Ahora, al cabo de tantos años, una de sus hermanas, poco antes de morir, le confesó que tenía que contarle algo que ella, mi abuela y el resto de hermanas habían hecho tiempo atrás, pero murió antes de poder contárselo. Mi madre, a través de una amiga del pueblo, supo que aquel chico había ido realmente a Barcelona, después de haber ahorrado trabajando todo el verano para costearse el billete, pero que cuando volvió al pueblo no era el mismo. Estaba triste, angustiado y arisco. Nunca supieron qué le había pasado en aquel viaje. A pesar de ello, hizo lo que para mi fue un verdadero gesto de amor: tiempo atrás, cuando mi madre aún vivía en el pueblo siempre le decía «mira, si no nos casamos, cásate con ella [otra chica del pueblo], que es muy buena chica, huérfana y muy trabajadora». Y lo hizo. Se casó con la mujer que su amor le había elegido.

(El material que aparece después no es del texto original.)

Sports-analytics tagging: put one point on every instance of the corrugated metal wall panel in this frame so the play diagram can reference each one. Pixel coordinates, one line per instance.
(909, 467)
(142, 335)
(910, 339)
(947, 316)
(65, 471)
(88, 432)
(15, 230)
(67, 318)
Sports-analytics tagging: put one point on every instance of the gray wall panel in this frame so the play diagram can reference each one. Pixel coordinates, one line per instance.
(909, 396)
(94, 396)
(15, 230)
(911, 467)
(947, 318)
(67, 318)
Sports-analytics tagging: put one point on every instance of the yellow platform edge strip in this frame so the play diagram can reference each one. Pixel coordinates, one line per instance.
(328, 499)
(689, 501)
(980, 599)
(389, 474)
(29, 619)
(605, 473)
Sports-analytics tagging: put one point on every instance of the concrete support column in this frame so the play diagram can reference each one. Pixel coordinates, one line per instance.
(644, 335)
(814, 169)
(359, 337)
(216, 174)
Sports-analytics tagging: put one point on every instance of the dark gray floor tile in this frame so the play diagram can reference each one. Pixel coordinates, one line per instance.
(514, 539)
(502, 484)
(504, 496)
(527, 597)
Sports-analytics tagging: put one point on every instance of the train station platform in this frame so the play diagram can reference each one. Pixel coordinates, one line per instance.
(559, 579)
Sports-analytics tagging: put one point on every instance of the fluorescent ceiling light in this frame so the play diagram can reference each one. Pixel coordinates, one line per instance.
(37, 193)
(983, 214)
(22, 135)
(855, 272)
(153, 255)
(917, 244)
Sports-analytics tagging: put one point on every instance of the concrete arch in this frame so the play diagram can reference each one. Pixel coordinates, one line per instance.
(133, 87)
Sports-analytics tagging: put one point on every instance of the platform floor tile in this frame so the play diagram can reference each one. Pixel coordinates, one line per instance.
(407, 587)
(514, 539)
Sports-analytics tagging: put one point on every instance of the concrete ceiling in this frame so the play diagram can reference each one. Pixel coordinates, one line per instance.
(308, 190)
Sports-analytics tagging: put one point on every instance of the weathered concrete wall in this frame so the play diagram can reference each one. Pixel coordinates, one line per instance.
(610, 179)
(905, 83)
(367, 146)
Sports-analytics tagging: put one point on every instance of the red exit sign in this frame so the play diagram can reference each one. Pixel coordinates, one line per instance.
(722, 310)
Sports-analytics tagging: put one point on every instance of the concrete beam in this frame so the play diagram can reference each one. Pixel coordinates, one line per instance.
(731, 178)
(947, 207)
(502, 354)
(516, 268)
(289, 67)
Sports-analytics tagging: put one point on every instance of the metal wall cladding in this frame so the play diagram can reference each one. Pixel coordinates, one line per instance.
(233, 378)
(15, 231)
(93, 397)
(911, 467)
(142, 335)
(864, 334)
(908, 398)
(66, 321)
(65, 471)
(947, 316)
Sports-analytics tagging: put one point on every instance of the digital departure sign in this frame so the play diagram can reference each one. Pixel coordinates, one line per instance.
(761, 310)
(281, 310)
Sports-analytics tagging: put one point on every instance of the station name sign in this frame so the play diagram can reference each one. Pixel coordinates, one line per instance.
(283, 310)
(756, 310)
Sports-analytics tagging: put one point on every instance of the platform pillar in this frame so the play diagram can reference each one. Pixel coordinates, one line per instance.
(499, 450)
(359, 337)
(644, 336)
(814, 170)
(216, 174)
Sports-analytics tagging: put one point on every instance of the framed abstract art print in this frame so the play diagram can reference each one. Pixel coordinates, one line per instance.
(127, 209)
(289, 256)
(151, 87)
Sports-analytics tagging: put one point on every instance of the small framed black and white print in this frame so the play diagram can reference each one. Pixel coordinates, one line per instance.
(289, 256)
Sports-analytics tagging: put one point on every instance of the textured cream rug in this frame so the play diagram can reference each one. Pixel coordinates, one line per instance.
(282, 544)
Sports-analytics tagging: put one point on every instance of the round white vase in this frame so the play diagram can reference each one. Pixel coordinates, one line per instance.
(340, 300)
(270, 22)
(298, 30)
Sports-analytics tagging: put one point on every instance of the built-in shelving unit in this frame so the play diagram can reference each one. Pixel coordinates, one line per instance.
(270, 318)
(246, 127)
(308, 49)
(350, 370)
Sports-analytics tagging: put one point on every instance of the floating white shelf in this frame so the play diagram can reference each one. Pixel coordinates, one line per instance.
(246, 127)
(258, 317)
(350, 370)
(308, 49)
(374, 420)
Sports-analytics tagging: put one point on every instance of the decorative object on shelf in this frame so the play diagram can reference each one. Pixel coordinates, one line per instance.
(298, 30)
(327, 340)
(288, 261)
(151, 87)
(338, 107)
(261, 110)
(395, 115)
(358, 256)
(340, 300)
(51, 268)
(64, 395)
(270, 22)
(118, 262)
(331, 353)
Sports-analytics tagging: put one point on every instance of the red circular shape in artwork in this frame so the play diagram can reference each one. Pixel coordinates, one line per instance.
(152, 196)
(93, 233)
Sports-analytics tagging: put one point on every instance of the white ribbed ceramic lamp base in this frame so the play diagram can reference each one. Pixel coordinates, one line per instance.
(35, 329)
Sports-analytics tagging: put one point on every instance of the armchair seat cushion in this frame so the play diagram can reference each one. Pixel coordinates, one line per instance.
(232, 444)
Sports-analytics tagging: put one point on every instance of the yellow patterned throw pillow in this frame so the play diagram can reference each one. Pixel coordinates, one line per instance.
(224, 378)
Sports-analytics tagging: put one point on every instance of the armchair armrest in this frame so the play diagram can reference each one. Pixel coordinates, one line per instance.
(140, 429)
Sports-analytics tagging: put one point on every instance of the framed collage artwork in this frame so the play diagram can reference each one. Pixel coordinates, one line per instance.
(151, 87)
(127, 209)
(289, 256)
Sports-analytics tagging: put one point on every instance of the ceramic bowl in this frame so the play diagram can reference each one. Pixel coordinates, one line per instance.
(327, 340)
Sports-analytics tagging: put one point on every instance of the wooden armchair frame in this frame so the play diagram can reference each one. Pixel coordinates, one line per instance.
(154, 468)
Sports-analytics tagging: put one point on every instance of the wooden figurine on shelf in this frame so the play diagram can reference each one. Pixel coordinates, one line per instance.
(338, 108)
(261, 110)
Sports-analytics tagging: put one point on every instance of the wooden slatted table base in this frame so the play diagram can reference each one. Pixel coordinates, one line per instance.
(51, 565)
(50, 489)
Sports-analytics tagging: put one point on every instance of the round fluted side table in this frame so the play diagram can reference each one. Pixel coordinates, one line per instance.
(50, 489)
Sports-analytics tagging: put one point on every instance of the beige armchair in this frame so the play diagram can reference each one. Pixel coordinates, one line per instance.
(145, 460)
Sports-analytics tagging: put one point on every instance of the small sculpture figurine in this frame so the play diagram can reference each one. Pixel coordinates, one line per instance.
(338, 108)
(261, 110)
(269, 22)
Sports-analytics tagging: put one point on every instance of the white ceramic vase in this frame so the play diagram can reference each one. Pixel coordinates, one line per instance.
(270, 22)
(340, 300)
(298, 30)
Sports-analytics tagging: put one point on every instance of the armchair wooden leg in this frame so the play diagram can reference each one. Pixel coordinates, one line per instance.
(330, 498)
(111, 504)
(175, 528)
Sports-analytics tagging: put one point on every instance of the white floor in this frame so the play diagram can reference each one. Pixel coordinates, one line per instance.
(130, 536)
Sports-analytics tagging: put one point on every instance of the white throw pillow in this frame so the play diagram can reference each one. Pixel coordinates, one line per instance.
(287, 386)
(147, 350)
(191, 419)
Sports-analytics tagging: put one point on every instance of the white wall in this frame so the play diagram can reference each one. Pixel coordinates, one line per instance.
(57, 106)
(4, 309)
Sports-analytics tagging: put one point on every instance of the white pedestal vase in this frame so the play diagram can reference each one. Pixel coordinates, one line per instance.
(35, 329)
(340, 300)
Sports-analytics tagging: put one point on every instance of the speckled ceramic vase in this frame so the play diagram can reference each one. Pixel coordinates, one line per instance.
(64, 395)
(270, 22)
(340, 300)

Lo bonito de esta historia es que mi madre y él se prometieron que mientras existiera la luna, cada vez que uno de los dos la mirase el otro sabría que aún se querían. Cuando mi madre miraba la luna y se le escapaba una lágrima yo no conseguía saber qué le ocurría. Hasta que un día le confesé que, aún estando casada, amaba a otra persona con la que tengo la promesa de que mientras los dos miremos la luna, estaremos juntos. Cuál fue mi sorpresa al descubrir que mi madre mantenía la misma promesa con alguien. Creo que desde que era una niña no me había abrazado así. Fue un abrazo intenso y profundo. Me llegó al alma. Y acto seguido me explicó toda esta historia. La historia de mi madre. Una mujer que no tuvo infancia. Una mujer a quien arrebataron el gran amor de su vida, pero que a pesar de ello no pierde la fe de ser feliz con el hombre que siempre ha amado. Porque la esperanza es lo último que se pierde.